I don't know if we can say that transpoons, for example, never had a purpose.
We can say that, as mammals, they never had a functional prupose, but what about before that?
Here:
Transposons, and ENCODE
We previously examined transposons in our series on “Junk DNA.” In brief, these are parasitic DNA sequences that serve to replicate themselves and spread within genomes. They have sequences that act to recruit host enzymes for making mRNA and a protein enzyme that acts to copy and/or move the transposon to a new chromosome location. These entities are veritable beehives of biochemical activity, but biologists consider them non-functional (with respect to their hosts) even if they are highly functional (with respect to the transposon). In many cases, however, transposon sequences in mammals are defective—they have picked up mutations such that they no longer make the enzyme they need for movement, or perhaps the mutation ruined one of the DNA sites the enzyme binds to.
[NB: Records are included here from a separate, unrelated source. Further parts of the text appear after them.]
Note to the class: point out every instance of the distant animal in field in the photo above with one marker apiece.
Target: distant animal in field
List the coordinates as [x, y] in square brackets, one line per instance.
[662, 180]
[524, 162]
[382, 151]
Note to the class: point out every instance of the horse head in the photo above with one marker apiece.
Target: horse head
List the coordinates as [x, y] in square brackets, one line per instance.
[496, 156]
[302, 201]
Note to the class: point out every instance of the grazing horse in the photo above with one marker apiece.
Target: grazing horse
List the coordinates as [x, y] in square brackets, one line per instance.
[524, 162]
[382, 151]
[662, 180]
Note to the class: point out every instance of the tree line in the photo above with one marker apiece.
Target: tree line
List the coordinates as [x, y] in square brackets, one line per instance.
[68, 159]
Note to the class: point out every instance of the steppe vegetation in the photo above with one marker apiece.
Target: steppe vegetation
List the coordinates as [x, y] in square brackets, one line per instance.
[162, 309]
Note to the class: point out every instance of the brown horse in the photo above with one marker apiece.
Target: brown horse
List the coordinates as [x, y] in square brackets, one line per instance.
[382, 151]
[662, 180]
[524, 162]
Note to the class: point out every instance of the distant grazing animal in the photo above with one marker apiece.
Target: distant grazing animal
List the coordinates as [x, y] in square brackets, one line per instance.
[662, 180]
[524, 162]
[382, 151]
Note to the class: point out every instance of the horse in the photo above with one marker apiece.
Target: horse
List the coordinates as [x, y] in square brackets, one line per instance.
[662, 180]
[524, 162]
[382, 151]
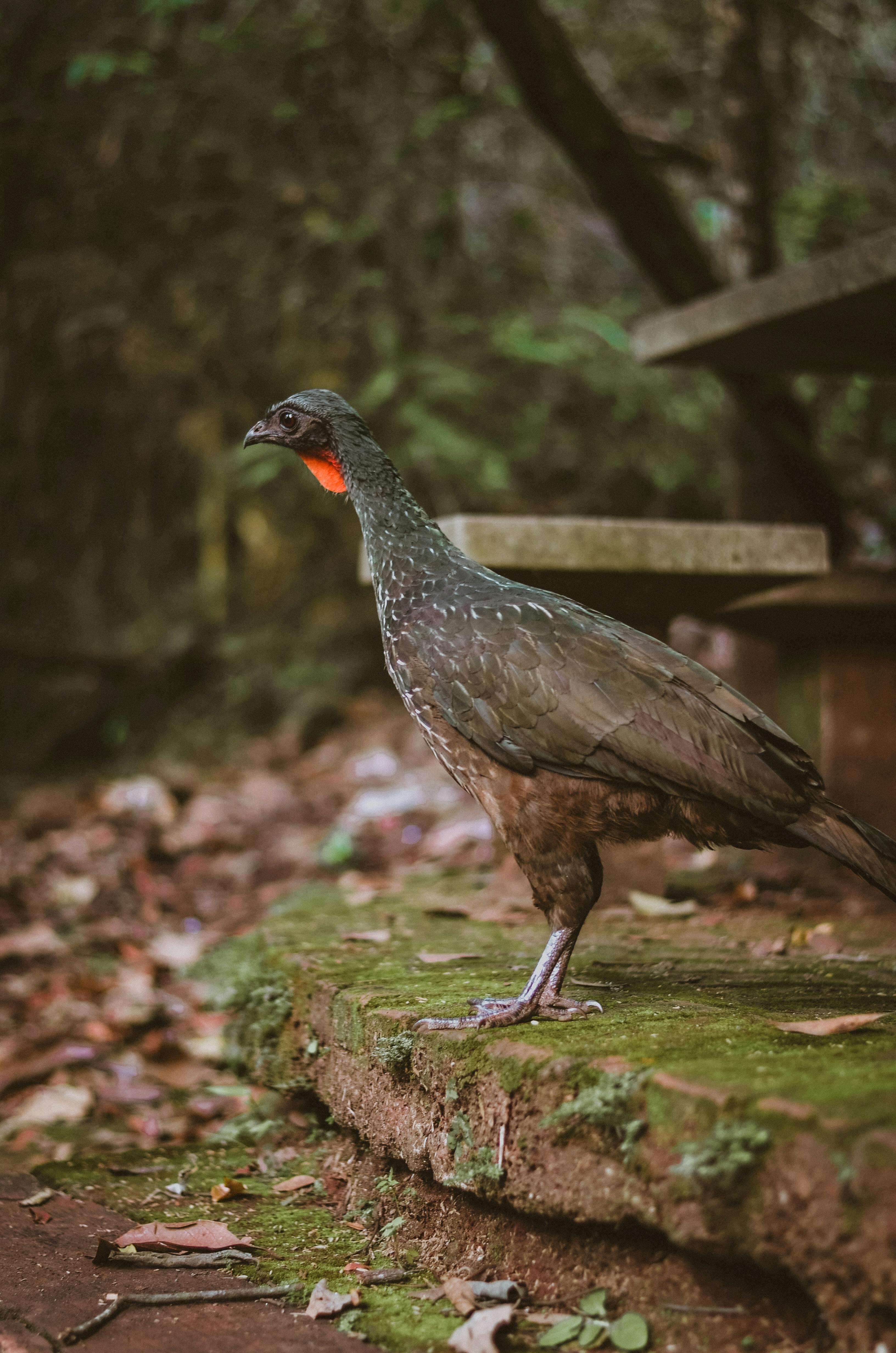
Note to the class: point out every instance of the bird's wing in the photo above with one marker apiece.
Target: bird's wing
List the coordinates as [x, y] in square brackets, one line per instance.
[546, 684]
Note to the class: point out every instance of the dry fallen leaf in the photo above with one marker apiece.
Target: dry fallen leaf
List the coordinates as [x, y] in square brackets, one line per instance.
[293, 1184]
[649, 906]
[182, 1236]
[821, 1027]
[443, 958]
[324, 1302]
[461, 1295]
[477, 1335]
[228, 1189]
[33, 942]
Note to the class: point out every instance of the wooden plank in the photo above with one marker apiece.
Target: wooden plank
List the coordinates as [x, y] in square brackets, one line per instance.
[637, 546]
[831, 314]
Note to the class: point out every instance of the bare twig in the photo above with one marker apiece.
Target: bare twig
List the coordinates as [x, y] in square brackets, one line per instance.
[239, 1294]
[706, 1310]
[156, 1260]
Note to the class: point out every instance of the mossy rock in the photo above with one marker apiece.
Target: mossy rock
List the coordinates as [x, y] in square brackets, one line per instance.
[683, 1107]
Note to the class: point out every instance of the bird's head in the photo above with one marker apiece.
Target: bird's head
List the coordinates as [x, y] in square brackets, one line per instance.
[317, 425]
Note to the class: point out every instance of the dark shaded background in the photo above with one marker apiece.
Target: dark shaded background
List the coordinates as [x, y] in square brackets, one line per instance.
[213, 203]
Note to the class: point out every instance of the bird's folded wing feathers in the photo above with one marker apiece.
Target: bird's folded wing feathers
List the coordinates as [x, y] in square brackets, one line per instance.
[561, 688]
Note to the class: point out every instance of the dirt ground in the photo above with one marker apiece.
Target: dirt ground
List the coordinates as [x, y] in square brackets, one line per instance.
[110, 891]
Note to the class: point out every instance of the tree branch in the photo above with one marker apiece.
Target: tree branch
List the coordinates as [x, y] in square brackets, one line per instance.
[622, 180]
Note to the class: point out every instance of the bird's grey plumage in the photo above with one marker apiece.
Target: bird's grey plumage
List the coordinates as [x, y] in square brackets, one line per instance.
[565, 724]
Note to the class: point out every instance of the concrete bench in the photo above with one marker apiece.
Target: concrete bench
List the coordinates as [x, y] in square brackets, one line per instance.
[833, 314]
[642, 572]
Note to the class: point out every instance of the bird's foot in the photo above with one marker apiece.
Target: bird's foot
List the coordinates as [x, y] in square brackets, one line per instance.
[547, 1007]
[499, 1013]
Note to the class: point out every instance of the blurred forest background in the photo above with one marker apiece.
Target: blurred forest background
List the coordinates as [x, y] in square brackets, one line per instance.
[213, 203]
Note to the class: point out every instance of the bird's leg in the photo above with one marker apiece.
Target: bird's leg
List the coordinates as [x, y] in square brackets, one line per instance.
[539, 998]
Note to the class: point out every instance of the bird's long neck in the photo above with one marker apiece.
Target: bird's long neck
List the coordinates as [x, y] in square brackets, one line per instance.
[405, 547]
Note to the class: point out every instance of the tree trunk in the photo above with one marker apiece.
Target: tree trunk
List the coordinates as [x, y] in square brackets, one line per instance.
[620, 179]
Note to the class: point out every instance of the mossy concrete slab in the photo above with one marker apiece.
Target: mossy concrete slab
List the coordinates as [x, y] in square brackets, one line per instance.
[683, 1107]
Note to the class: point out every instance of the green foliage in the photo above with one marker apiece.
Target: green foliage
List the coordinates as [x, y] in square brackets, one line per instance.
[251, 1126]
[392, 1229]
[386, 1183]
[726, 1156]
[239, 227]
[595, 1304]
[819, 216]
[394, 1053]
[474, 1167]
[336, 849]
[99, 67]
[630, 1332]
[243, 979]
[589, 1330]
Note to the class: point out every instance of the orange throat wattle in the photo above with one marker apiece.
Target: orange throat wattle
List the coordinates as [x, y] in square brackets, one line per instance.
[325, 471]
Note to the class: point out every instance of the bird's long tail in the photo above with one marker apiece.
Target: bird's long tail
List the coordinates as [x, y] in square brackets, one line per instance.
[856, 843]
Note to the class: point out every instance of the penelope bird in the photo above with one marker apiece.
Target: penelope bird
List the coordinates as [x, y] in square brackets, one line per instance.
[566, 726]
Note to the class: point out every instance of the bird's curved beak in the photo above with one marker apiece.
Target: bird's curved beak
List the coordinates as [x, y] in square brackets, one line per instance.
[263, 432]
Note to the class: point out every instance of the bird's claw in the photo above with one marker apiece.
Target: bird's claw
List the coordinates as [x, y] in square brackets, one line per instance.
[499, 1013]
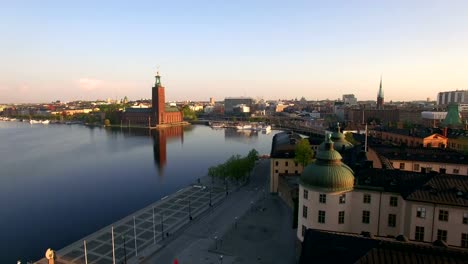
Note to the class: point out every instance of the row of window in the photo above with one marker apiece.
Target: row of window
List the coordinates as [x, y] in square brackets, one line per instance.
[286, 163]
[341, 214]
[287, 171]
[443, 215]
[342, 198]
[441, 235]
[417, 167]
[421, 212]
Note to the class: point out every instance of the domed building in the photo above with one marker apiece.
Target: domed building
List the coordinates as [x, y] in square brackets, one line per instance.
[323, 187]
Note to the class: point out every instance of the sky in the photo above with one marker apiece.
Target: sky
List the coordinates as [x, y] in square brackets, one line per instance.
[88, 50]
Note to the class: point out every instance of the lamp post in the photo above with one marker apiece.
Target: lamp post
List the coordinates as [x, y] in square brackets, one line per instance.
[210, 194]
[125, 250]
[190, 212]
[162, 226]
[225, 182]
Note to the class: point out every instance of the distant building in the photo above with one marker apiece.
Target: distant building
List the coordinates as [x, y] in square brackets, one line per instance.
[349, 99]
[424, 159]
[380, 116]
[231, 103]
[422, 207]
[380, 97]
[427, 138]
[158, 114]
[458, 96]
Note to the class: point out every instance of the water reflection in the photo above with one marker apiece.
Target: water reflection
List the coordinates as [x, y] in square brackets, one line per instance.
[244, 136]
[160, 138]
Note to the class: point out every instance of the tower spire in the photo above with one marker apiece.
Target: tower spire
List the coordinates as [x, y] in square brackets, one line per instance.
[158, 78]
[380, 95]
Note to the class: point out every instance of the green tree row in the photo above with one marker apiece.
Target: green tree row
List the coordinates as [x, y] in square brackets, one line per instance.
[236, 168]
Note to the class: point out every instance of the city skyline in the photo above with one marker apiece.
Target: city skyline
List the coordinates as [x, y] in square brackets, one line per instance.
[266, 49]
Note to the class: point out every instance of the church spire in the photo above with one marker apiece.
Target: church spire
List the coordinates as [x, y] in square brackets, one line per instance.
[380, 96]
[380, 88]
[158, 80]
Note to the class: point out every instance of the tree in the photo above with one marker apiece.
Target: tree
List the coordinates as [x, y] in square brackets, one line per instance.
[303, 152]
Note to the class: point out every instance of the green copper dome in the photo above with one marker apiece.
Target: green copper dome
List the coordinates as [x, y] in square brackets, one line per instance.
[328, 173]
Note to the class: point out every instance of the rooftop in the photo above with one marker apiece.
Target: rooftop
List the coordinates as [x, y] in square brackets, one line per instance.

As before, these sequences are non-functional with respect to their mammalian host—they make no contribution to the host organism at all—and they are non-functional even to themselves (since the transposon cannot replicate any longer). Even such doubly non-functional sequences, however, will retain detectable biochemical activity. Host DNA-binding proteins will still bind to these sequences, mRNA may be produced, and even the transposon enzyme might be partially made as a non-functional protein. These biochemical activities may persist for thousands of generations before additional mutations silence them, so these sequences would still be identified as “functional” according the ENCODE criteria. Since almost half of the human genome is made up from such repetitive sequences, it’s not surprising that ENCODE found so much “function.” Yes, these sequences have detectable biochemical activity, but that’s not surprising at all, given what we know about transposons. Nor does such activity demonstrate that these sequences are functional in the more strict sense. Indeed, lines of evidence from comparative genomics strongly suggest they are not.